How we accidentally doubled our JDBC traffic with Hibernate
This post describes my recent experience with Hibernate ORM. Over the years the framework has not stopped to amaze me in regards of performance problems you can end up with while using it. I thought I had seen it all, but this time I was again caught off guard.
The foundation for the problem was built while troubleshooting a completely unrelated library causing problems in one of our production servers. To gather more insight about the original issue at hand, we increased the verbosity in the logback configuration.

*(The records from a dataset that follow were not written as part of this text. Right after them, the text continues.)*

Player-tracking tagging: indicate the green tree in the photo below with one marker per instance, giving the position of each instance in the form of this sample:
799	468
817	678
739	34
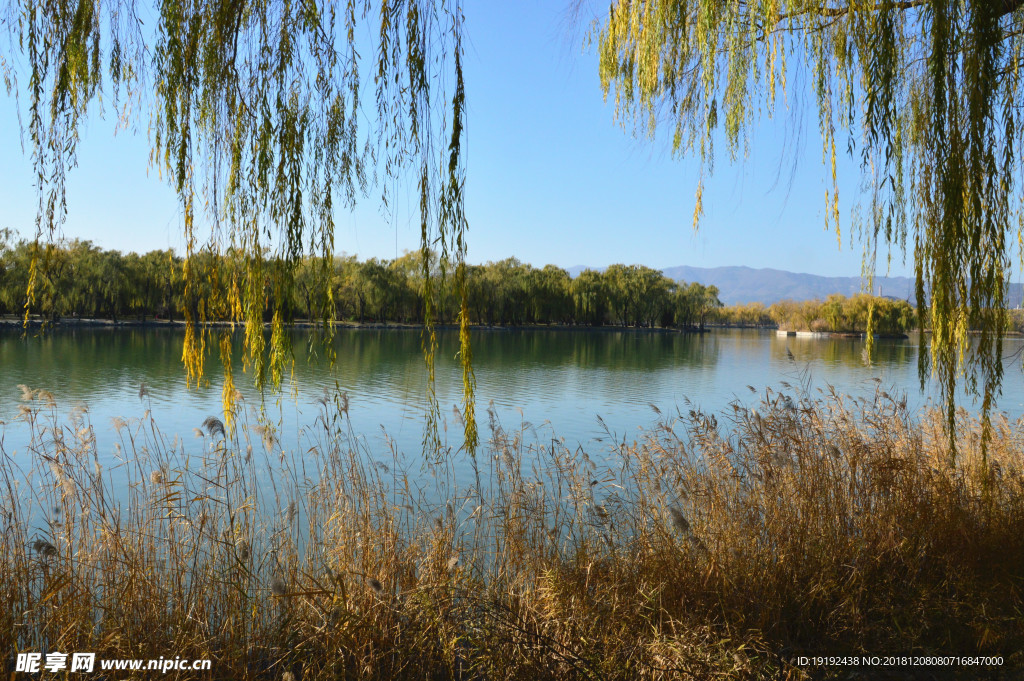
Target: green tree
257	121
927	90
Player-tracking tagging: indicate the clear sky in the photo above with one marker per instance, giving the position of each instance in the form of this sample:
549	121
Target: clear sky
551	178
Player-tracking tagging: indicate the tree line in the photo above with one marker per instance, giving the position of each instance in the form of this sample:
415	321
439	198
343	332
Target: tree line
78	280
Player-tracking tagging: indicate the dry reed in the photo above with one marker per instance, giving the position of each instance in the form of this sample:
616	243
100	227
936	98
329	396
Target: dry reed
717	546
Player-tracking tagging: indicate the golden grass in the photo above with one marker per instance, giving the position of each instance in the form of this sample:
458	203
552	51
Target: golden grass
717	546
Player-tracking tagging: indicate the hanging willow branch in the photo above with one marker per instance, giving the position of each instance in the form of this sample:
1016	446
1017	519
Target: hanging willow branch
255	117
929	90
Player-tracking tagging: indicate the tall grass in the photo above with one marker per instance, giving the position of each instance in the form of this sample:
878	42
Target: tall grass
717	545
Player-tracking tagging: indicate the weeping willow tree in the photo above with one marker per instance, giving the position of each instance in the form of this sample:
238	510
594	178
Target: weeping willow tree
925	92
255	115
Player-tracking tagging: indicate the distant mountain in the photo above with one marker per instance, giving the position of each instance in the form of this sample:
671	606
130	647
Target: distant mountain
747	285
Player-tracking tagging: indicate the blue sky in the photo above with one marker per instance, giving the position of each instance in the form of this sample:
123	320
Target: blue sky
551	177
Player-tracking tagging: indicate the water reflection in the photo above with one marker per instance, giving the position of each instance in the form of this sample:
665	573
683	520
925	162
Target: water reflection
561	378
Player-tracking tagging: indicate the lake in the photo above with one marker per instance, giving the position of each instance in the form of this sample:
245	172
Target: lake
553	383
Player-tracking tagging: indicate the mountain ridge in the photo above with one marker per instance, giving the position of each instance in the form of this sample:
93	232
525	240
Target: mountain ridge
739	284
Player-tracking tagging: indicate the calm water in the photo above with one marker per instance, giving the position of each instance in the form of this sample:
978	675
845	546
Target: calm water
555	382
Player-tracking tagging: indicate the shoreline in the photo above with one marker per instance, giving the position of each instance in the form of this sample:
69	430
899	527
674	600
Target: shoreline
73	323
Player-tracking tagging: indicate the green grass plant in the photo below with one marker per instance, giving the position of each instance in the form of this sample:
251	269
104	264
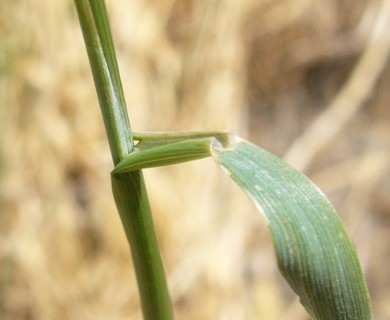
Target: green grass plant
314	253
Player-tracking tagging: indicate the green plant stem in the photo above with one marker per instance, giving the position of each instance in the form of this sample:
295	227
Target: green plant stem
129	188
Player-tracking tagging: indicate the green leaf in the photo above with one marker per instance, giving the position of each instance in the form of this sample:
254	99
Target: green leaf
314	253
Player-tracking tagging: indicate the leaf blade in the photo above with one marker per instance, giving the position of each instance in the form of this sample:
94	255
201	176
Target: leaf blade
320	264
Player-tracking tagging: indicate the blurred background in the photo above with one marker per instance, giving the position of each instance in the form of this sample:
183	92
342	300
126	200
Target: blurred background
306	79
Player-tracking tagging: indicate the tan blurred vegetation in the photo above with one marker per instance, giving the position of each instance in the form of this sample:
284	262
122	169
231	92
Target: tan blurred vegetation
265	69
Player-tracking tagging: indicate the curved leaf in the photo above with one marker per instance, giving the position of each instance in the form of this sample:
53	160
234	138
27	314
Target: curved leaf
314	253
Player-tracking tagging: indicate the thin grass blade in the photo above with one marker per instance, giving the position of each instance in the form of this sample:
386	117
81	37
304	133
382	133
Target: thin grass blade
314	253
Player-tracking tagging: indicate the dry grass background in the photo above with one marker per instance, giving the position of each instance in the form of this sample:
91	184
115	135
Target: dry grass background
265	69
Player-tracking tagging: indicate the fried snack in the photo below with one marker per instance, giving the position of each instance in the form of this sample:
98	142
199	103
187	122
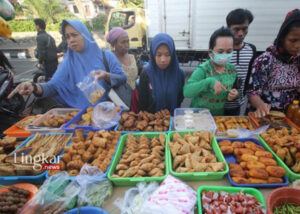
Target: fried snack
237	144
95	96
237	173
235	166
259	173
255	164
263	154
257	181
225	143
226	150
241	151
247	157
240	180
275	180
276	171
267	161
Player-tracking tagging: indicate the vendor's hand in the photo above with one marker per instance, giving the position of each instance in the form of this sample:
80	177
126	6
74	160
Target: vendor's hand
24	88
100	74
233	93
40	66
218	87
262	110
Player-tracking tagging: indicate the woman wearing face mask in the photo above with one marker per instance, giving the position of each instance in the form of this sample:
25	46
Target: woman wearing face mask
275	79
162	81
212	83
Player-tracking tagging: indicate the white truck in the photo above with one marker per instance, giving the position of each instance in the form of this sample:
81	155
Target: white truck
191	22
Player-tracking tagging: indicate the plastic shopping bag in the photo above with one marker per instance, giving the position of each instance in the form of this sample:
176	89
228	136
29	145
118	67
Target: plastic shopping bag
95	189
91	88
54	196
105	115
135	198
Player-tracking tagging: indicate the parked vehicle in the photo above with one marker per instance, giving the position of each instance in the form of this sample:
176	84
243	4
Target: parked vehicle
191	22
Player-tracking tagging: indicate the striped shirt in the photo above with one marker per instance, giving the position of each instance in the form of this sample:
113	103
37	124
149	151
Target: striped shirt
241	60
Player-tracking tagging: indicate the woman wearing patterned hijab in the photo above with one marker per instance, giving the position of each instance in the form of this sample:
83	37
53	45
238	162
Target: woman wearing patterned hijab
161	83
275	78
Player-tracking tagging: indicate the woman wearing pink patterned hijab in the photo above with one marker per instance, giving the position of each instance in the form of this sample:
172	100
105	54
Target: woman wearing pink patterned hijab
119	40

So all it took to create the below described effect was a mere log verbosity change for the org.* package from ERROR to WARN. After carrying out the necessary tests we harvested the information from the logs and forgot to change the log level back.
The problem started to reveal itself the next day, shortly after the log configuration had propagated to production. All of a sudden our monitoring started reporting problems from production left and right. As we eat our own dog food and monitor our own services with the Plumbr Performance Monitoring solution, we were greeted with information that certain services published to end users were facing latency-related issues.
Checking the information exposed, it became clear that everything seemed to be impacted. Instead of a more typical situation where poorly-performing code is localized within a single service/module, this time the entire JVM seemed to misbehave. In addition, it seemed that for 99% of the transactions, the latency was just barely impacted, but the worst case latency for almost every service had gone through the roof.
Luckily for us, the root cause of the problem was staring right at us. The list of root causes detected by Plumbr had exposed the culprit to the single line in source code. What we were facing were tens of thousands of calls to a SHOW WARNINGS statement being executed over the JDBC.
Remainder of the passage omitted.